Com a proximidade do início da semeadura da soja 2025/26 em Mato Grosso, cresce a atenção dos produtores para o comportamento das chuvas no estado. De acordo com o Instituto Mato-grossense de Economia Agropecuária (Imea), o Australian Bureau of Meteorology (BoM) prevê neutralidade do fenômeno El Niño–Oscilação Sul (Enso) nos próximos meses. Em anos de neutralidade, é comum que as precipitações sejam bem distribuídas e com volumes satisfatórios, condição que favorece o desenvolvimento da cultura.
O cenário climático também é reforçado por projeções do NOAA, que indicam, por meio do modelo NMME, chuvas acima da média histórica em setembro e outubro de 2025 para grande parte do estado. Caso se confirmem, essas precipitações poderão garantir boas condições para a fase inicial da lavoura.
Mesmo assim, o Imea alerta que o plantio só poderá começar após o fim do vazio sanitário, em 7 de setembro de 2025, conforme determinação do Ministério da Agricultura (Mapa).
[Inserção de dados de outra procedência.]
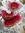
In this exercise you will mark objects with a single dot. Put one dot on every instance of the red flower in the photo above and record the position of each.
(12, 21)
(14, 6)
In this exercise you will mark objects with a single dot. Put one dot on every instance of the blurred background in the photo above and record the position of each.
(21, 28)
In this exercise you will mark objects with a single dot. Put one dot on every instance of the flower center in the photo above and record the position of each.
(13, 8)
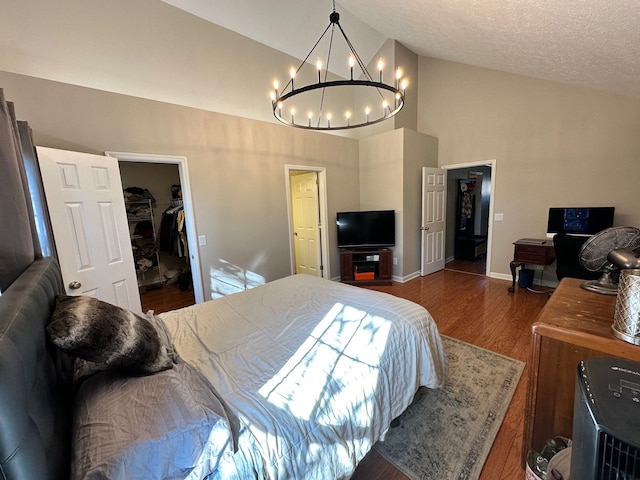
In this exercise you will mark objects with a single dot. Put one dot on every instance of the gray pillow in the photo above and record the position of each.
(166, 426)
(114, 337)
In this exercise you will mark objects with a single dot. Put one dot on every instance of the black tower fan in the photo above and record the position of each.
(606, 420)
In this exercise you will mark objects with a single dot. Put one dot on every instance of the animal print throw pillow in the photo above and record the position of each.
(99, 332)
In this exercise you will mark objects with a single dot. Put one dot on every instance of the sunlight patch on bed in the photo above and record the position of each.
(333, 374)
(227, 278)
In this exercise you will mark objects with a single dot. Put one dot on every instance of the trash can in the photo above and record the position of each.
(525, 279)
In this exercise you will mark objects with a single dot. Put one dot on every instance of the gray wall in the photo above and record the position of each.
(554, 145)
(236, 166)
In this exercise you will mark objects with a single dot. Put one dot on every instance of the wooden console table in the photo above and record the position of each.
(531, 251)
(574, 325)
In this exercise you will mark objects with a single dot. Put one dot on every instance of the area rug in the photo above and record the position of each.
(446, 434)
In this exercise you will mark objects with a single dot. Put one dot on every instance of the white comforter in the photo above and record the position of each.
(312, 370)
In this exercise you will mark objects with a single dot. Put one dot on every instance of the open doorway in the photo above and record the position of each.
(162, 228)
(307, 210)
(469, 208)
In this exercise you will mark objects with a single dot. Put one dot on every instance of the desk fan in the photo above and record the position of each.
(608, 251)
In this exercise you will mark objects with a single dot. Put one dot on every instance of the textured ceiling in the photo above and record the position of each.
(591, 43)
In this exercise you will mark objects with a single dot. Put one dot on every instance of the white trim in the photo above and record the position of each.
(181, 162)
(322, 193)
(486, 163)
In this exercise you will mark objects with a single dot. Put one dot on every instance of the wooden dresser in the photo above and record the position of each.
(575, 324)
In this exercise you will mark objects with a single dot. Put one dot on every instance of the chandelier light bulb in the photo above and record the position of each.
(398, 76)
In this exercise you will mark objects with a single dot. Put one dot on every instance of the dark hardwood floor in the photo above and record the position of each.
(478, 310)
(169, 297)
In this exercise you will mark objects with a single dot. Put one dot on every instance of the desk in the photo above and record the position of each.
(531, 251)
(574, 325)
Além disso, é necessário que o solo receba pelo menos 10 mm de chuva acumulada para assegurar a umidade adequada à germinação.
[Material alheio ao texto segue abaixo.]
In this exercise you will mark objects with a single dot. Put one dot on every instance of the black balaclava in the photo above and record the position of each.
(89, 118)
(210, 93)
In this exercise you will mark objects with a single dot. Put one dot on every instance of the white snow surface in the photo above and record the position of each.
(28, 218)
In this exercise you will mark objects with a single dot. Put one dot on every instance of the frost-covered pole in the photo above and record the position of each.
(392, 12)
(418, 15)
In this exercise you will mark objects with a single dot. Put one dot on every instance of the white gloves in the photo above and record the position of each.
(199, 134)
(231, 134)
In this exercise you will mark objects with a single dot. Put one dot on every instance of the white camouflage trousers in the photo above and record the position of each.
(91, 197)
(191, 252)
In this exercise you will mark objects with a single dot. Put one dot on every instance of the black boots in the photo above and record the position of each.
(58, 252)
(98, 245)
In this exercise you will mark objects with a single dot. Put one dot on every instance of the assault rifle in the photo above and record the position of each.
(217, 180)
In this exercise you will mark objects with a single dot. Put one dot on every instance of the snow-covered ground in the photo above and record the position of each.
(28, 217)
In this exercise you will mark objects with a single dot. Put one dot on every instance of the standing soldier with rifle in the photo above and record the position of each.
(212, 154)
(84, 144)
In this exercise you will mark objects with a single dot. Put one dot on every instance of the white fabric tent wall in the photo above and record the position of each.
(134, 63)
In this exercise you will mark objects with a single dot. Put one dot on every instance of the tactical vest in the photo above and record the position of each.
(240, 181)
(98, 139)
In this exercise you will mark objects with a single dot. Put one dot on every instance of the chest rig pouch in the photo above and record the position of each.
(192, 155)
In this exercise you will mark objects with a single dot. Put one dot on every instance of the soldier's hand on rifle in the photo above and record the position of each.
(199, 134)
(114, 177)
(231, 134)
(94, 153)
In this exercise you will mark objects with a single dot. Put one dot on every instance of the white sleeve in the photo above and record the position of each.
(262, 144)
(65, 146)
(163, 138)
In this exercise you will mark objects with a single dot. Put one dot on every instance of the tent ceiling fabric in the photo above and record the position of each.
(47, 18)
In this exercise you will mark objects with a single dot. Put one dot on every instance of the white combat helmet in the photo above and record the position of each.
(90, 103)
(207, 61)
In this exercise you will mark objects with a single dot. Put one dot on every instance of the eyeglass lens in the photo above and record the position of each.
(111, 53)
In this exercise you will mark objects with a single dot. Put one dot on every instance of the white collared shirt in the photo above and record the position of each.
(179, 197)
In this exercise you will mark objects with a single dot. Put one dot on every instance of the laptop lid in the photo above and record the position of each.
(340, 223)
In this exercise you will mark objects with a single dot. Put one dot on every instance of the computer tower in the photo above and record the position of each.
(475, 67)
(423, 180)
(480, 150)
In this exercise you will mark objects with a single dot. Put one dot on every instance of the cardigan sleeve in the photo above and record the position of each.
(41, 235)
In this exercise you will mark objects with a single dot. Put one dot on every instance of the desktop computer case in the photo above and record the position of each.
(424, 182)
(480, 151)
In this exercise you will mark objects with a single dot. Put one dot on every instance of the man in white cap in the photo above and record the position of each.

A expectativa do instituto é que a área cultivada com soja alcance 13,08 milhões de hectares nesta safra, alta de 1,67% frente ao ciclo anterior.
Mercado – Na última semana, o preço da soja disponível em Mato Grosso subiu 2,11% em relação à semana anterior, com média de R$ 116,22 por saca, impulsionado por prêmios portuários atrativos.
Já a paridade de exportação para o contrato de março/26 recuou 0,71% no comparativo semanal, para R$ 106,95 por saca. O movimento foi influenciado pela queda de 2,12% nas cotações da soja na CME-Group, com o contrato de mar/26 encerrando o período a US$ 10,34/bu. Esse recuo reflete expectativas de safra recorde nos Estados Unidos e menor demanda chinesa pelo grão norte-americano.
Por outro lado, os prêmios no porto de Paranaguá para o contrato mar/26 registraram média de ¢US$ 26,40/bu, alta expressiva de 94,12% frente à semana anterior. Para o Imea, esse fator compensou parte das perdas em Chicago, mas o produtor deve seguir atento às negociações comerciais entre EUA e China, que podem impactar diretamente a formação de preços no estado.